Of course the holy grail of all such studies is to reach a point
at which knowledge of the underlying genetics allows for the development
of therapeutic strategies focused on the genes involved. Decades
of research into realising the potential of gene therapy define
four key pre-requisites that should be met before any such approach
is considered:
•
An efficient and non-toxic gene delivery vector should be available
• The genetic basis of the disease should be well understood
and characterised
• The therapeutic gene expression should be amenable to control
• Suitable animal models to test the therapies should be available
Glaucoma
research is rapidly approaching the point at which these criteria
may be met and as such, glaucoma may well become an attractive staging
post for demonstrating the inherent power of gene therapy as a viable
medical treatment.
Even without detailed genetic knowledge, there already exist gene
therapy opportunities for the treatment of glaucoma.

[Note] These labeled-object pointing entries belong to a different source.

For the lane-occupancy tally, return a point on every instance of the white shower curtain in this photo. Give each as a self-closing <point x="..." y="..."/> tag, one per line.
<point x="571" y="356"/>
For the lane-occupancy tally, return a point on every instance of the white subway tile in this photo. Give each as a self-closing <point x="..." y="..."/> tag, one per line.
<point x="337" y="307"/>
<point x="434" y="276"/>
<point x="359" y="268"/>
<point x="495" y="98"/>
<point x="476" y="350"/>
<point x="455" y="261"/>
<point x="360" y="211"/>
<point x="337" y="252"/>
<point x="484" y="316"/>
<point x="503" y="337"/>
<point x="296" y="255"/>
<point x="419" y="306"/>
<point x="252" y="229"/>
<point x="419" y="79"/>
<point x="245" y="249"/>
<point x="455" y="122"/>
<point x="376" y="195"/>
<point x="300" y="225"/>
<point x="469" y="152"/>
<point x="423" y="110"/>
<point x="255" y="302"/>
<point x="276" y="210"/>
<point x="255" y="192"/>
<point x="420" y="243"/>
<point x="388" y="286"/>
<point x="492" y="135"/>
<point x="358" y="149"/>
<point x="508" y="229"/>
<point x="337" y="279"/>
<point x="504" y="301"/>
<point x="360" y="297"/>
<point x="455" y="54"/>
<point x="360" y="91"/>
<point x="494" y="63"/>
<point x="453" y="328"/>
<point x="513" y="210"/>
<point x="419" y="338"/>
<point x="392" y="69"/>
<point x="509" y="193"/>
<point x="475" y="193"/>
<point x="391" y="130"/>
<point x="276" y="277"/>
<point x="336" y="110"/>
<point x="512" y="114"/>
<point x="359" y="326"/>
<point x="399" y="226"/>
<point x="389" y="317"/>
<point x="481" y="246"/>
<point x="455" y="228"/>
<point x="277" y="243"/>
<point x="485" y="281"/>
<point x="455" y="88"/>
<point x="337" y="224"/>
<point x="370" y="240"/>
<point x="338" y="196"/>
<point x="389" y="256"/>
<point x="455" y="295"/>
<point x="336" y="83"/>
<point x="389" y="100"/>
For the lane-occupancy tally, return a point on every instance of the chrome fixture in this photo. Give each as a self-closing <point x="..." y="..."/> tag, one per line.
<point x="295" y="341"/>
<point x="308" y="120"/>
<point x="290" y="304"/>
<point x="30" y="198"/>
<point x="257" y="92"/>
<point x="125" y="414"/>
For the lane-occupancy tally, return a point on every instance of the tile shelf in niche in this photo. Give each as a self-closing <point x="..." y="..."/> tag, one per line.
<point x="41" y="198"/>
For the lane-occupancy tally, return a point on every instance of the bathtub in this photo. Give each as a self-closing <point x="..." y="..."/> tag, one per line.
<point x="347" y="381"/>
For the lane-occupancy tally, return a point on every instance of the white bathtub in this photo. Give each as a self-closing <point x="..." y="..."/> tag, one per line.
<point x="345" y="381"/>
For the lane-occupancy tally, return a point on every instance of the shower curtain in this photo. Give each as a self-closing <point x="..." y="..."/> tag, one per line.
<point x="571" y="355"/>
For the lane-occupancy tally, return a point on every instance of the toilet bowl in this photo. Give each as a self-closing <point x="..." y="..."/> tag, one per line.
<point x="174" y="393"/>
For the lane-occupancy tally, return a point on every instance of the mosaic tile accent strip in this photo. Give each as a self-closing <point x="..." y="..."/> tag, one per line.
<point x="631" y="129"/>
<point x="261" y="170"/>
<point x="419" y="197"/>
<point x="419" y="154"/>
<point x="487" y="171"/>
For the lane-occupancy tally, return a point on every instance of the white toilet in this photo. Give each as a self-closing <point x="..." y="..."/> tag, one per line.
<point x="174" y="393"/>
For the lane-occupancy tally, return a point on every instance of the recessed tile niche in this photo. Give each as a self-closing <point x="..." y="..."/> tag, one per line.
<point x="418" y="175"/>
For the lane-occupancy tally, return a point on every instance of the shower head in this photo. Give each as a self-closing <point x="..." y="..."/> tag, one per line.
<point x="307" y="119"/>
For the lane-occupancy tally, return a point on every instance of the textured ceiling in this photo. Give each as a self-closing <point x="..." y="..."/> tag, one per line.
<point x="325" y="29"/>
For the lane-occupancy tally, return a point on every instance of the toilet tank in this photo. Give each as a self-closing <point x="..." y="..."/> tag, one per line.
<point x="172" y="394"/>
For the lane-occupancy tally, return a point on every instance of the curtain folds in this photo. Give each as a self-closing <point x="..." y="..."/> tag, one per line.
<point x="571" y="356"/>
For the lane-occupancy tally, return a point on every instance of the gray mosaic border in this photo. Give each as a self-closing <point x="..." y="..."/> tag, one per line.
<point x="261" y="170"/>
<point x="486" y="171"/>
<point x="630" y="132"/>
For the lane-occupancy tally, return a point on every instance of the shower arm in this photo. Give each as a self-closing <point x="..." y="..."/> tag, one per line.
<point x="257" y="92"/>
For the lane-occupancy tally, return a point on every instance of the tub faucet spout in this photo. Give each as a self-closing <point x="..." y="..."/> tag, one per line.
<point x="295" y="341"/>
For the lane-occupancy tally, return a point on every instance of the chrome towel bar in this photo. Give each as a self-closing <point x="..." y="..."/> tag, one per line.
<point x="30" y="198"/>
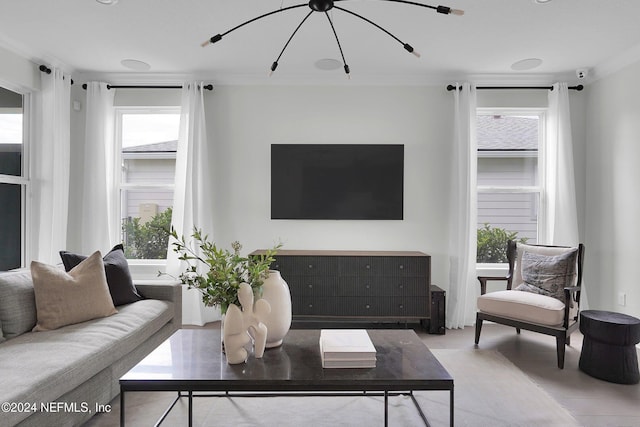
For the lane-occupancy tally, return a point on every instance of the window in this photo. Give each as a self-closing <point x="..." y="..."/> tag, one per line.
<point x="509" y="184"/>
<point x="13" y="180"/>
<point x="148" y="142"/>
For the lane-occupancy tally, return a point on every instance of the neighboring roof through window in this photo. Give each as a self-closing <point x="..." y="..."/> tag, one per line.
<point x="507" y="133"/>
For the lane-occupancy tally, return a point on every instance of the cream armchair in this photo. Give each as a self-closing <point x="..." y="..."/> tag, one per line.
<point x="542" y="293"/>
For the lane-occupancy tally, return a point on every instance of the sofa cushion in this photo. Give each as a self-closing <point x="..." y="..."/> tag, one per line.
<point x="548" y="274"/>
<point x="42" y="366"/>
<point x="66" y="298"/>
<point x="524" y="306"/>
<point x="116" y="267"/>
<point x="17" y="302"/>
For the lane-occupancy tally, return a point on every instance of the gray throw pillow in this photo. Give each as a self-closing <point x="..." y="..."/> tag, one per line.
<point x="66" y="298"/>
<point x="17" y="303"/>
<point x="548" y="274"/>
<point x="116" y="267"/>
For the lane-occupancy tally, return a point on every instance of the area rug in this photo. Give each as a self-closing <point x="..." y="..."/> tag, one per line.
<point x="489" y="391"/>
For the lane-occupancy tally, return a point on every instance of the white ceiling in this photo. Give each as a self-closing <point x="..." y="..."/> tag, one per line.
<point x="90" y="39"/>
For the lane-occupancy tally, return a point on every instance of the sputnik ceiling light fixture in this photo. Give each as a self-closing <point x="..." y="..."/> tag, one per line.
<point x="325" y="6"/>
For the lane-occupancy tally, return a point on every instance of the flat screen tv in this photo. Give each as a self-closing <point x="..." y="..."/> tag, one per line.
<point x="341" y="181"/>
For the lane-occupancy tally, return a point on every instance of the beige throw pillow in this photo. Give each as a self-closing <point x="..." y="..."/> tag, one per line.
<point x="66" y="298"/>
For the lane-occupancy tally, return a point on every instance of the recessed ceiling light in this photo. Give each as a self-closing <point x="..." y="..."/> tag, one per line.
<point x="526" y="64"/>
<point x="134" y="64"/>
<point x="328" y="64"/>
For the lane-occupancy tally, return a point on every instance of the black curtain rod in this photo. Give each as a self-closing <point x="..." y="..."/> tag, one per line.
<point x="578" y="87"/>
<point x="47" y="70"/>
<point x="208" y="87"/>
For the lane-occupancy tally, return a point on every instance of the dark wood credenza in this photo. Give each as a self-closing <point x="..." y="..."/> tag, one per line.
<point x="356" y="284"/>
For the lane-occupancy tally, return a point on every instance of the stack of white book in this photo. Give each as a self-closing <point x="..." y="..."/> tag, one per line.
<point x="346" y="348"/>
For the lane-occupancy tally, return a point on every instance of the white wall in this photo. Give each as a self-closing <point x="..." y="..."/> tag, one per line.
<point x="244" y="121"/>
<point x="18" y="73"/>
<point x="612" y="202"/>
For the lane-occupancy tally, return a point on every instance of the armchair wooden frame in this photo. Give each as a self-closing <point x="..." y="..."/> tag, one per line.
<point x="561" y="332"/>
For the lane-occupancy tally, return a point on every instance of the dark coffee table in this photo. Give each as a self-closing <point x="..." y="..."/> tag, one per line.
<point x="194" y="363"/>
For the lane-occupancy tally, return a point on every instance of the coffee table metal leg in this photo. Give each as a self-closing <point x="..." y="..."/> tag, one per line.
<point x="386" y="408"/>
<point x="451" y="408"/>
<point x="121" y="407"/>
<point x="190" y="408"/>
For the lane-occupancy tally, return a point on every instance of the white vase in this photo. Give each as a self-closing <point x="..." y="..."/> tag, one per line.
<point x="276" y="291"/>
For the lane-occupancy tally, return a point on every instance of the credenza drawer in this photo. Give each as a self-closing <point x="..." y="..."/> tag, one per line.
<point x="305" y="265"/>
<point x="383" y="266"/>
<point x="361" y="307"/>
<point x="382" y="286"/>
<point x="367" y="284"/>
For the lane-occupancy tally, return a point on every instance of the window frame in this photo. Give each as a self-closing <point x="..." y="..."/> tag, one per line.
<point x="24" y="179"/>
<point x="142" y="267"/>
<point x="539" y="189"/>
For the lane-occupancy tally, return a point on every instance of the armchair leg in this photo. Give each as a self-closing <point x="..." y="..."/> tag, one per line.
<point x="478" y="329"/>
<point x="560" y="348"/>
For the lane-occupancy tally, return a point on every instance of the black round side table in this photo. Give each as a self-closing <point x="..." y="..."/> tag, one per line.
<point x="608" y="348"/>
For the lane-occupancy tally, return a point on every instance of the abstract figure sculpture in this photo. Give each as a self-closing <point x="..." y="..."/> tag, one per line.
<point x="241" y="326"/>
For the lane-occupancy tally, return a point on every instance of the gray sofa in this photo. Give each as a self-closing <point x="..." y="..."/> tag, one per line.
<point x="62" y="377"/>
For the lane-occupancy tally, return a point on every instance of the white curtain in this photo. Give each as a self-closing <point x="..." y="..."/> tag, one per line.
<point x="193" y="195"/>
<point x="50" y="167"/>
<point x="561" y="214"/>
<point x="463" y="287"/>
<point x="100" y="194"/>
<point x="561" y="218"/>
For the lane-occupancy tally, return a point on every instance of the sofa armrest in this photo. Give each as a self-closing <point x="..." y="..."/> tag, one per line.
<point x="163" y="290"/>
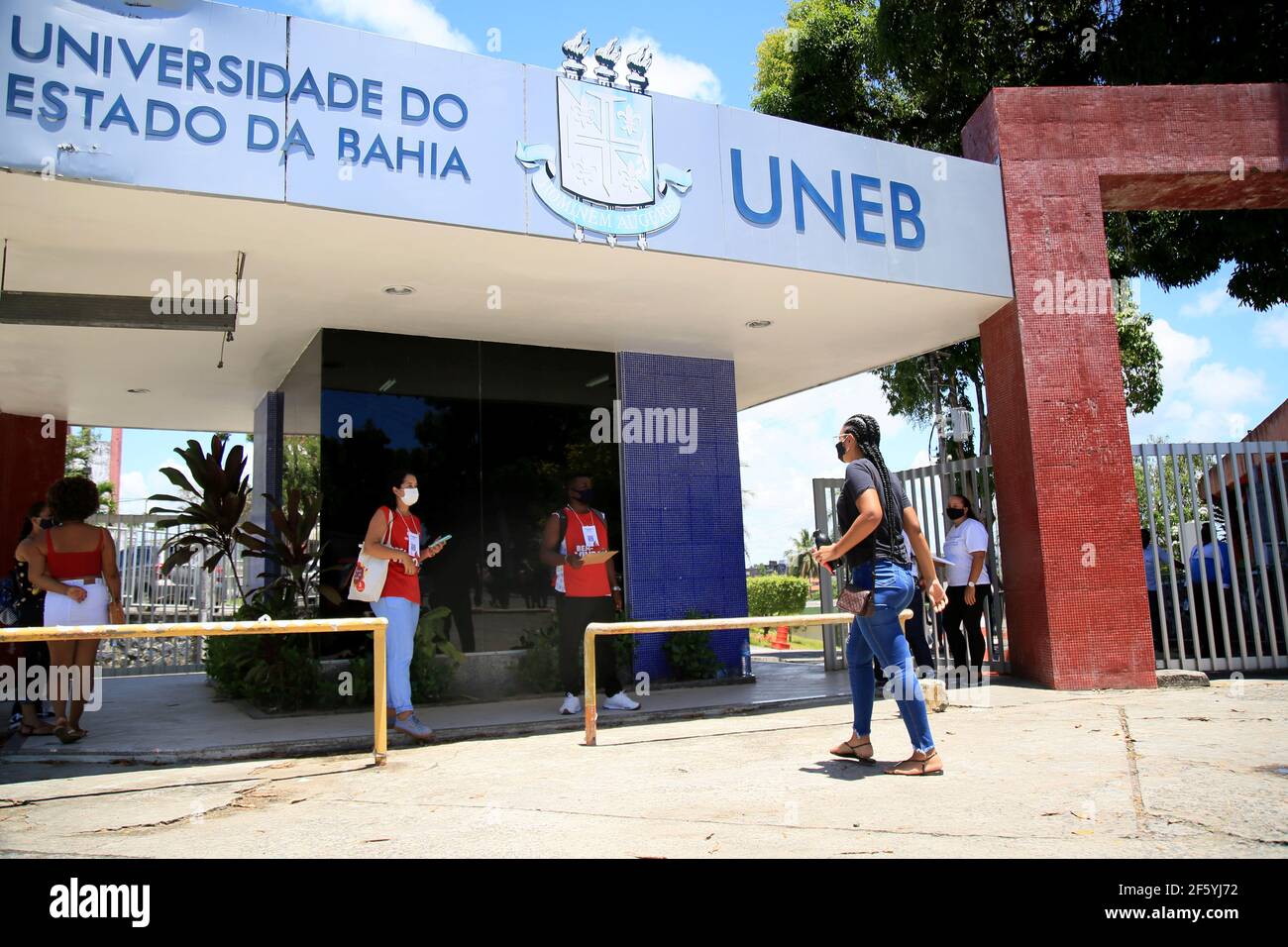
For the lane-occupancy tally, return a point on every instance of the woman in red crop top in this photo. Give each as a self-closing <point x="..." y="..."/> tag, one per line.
<point x="76" y="566"/>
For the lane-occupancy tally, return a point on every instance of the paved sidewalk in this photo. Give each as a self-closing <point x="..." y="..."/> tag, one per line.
<point x="175" y="718"/>
<point x="1035" y="774"/>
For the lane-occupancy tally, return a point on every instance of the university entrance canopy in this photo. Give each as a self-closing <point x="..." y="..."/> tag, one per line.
<point x="156" y="153"/>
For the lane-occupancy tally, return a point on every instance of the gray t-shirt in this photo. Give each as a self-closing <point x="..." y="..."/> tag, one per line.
<point x="862" y="475"/>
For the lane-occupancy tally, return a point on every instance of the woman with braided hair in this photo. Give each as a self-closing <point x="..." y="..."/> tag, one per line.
<point x="874" y="513"/>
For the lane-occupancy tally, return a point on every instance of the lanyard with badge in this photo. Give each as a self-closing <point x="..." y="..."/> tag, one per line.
<point x="412" y="538"/>
<point x="589" y="534"/>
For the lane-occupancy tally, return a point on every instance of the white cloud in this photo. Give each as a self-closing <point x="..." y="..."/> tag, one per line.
<point x="137" y="487"/>
<point x="1273" y="331"/>
<point x="1207" y="304"/>
<point x="671" y="73"/>
<point x="1201" y="399"/>
<point x="407" y="20"/>
<point x="786" y="444"/>
<point x="1218" y="385"/>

Genetic strategies
may be directed at the specific cells and tissues of the anterior
chamber that mediate the flow of aqueous humour in an effort to
lower IOP. Of the genes identified to date, such as myocilin and
optineurin, there may be several opportunities to deliver functional
copies of these genes by viral vectors.
Furthermore, the end phase in the pathology of glaucoma has been
shown to involve the apoptotic cell death of retinal ganglion cells.
A significant body of literature now exists on the molecular biology
of apoptotic cell death that may readily permit the introduction
of anti-apoptotic gene constructs to inhibit the demise of these
cells. Such a therapeutic strategy may well prove successful in
halting or preventing vision loss.
Finally, in terms of commercial opportunity, the market profile
of glaucoma represents an attractive investment should an appropriate
technology present itself. With over 70m potential customers and
no cure, the incentives to open up such a market will ensure a fiercely
competitive environment. However, significant obstacles remain to
challenge the budding biotech entrepreneur:
• Improved gene delivery techniques and vectors
• A better understanding of the molecular biology of aqueous
humour production and outflow
• An improved understanding of the cell death pathways of
retinal ganglion cells; improved control over gene expression
• A technology flexible enough to capture such a large market
while at the same time addressing the underlying complexity and
heterogeneity of the glaucomas
It’s a significant challenge for sure!